The attraction that international arbitration raises among non specialists is expressed in different ways. Partners of large firms with little or no experience in arbitration or litigation look at it with increasing interest when their time for retirement approaches. A surprising number of law firms periodically announce the opening of their arbitration practices and hundreds of participants gather in arbitration events even in locations with little-to-no arbitration tradition or work. Finally, the growing interest in arbitration reflects in the increasing curricular and extracurricular activities offered by universities, normally in the form of arbitration courses and moot competitions.

While most of these developments should be warmly welcomed, others generate some reasonable concern.

There is no doubt that moot competitions constitute a fascinating experience for all of those involved in them. Law students enjoy exciting experiences, and the moots provide teams coming from communities with no arbitration history with the opportunity to compete against (and often beat) others coming from places where arbitration practice is commonplace.

Competitions of this kind provide students with a unique opportunity to get in contact with other legal systems and cultural approaches, develop teamwork and technical skills in a format that they have never encountered (and in many cases will never be exposed to again), make new friends, etc. Therefore, it not only becomes an extremely valuable educational experience but a personal one that they deserve and will be grateful for life.

As moot competitions, short arbitration courses (either at undergrad or graduate level) will in general provide only benefits to their participants by allowing them to obtain a useful insight and a better understanding of the arbitration field and practice.

Extended graduate programs should, in my view, be looked in a different way.

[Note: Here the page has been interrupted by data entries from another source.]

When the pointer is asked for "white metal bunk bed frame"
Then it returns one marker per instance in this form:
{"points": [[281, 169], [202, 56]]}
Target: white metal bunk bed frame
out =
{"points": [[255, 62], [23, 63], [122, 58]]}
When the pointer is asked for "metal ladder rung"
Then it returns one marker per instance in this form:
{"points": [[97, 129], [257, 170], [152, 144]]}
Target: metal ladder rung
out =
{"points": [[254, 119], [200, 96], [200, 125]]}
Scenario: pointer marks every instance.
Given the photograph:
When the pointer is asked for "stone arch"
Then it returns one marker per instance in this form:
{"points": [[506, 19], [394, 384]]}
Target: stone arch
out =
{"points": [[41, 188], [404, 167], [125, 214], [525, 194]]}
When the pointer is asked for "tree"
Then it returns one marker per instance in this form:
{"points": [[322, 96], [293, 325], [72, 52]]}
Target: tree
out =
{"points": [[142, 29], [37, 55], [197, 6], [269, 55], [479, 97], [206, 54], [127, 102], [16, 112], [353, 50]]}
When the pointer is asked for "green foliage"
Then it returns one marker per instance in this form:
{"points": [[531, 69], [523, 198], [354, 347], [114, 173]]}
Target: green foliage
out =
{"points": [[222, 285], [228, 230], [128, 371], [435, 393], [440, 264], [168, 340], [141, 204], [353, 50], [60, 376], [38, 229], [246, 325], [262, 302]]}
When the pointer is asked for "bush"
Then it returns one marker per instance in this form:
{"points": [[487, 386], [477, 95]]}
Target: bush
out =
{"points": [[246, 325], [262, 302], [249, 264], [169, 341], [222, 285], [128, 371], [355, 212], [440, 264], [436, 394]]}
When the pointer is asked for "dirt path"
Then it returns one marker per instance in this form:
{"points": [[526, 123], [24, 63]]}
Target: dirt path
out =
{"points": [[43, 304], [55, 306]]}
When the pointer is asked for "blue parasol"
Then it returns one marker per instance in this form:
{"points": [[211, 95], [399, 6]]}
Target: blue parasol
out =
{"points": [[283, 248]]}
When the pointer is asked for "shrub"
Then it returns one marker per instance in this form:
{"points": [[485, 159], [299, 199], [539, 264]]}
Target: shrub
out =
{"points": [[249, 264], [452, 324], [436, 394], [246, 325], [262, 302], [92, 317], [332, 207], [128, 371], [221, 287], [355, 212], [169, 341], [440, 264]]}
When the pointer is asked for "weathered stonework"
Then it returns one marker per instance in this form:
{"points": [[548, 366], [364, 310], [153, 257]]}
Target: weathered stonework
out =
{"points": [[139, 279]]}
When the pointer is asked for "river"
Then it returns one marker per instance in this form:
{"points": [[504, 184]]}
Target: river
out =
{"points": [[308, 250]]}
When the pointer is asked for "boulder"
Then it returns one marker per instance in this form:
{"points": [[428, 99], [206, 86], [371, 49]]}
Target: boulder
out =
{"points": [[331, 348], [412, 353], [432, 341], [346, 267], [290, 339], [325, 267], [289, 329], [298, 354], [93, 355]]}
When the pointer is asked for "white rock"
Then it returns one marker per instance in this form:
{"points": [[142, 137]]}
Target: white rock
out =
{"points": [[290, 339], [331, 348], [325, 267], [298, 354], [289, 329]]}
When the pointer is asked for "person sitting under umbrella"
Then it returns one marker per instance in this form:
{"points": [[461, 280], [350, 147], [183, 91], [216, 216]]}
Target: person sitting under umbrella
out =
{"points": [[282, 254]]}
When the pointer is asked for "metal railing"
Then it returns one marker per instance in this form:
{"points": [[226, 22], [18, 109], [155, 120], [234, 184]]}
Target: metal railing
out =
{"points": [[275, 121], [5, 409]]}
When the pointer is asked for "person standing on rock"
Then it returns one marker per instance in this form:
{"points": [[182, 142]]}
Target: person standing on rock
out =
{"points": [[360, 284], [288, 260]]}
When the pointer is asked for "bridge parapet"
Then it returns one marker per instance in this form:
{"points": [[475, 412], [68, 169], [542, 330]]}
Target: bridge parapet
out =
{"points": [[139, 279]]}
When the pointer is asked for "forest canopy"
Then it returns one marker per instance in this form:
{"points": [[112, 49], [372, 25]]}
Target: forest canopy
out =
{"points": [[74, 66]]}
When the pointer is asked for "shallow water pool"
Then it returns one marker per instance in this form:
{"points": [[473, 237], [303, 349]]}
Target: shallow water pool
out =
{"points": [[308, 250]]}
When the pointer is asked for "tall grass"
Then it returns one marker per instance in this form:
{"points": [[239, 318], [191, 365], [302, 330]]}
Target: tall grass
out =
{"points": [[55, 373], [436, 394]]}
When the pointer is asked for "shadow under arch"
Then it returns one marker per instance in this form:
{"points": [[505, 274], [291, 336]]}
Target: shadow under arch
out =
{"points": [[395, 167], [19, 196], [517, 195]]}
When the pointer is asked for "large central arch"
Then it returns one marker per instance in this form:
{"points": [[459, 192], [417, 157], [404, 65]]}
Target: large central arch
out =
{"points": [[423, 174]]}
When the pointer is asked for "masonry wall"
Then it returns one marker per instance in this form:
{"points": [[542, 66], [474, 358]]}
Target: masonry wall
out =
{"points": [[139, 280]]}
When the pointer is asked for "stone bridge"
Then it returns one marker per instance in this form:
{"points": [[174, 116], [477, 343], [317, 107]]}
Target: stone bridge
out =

While it is true that most of them will provide participants with a better preparation and skills, the decision to concentrate a legal education in arbitration should be analyzed with caution, on a case by case basis and with an informed knowledge of the existing professional demand.

There is no doubt that increasing the opportunities to specialize where a market is demanding more arbitration professionals should be praised and encouraged. However, is that the current situation in most cases?

Notwithstanding its appeal, that doesn´t seem to be the general situation in areas within Latin America. It is true that countries as Brazil or Perú have significantly increased their arbitration practise in the last few years, mainly in the domestic side. However, most of the other countries in the region are far from having the number of arbitration cases to cope with the amount of young lawyers expressing their interest in joining this field.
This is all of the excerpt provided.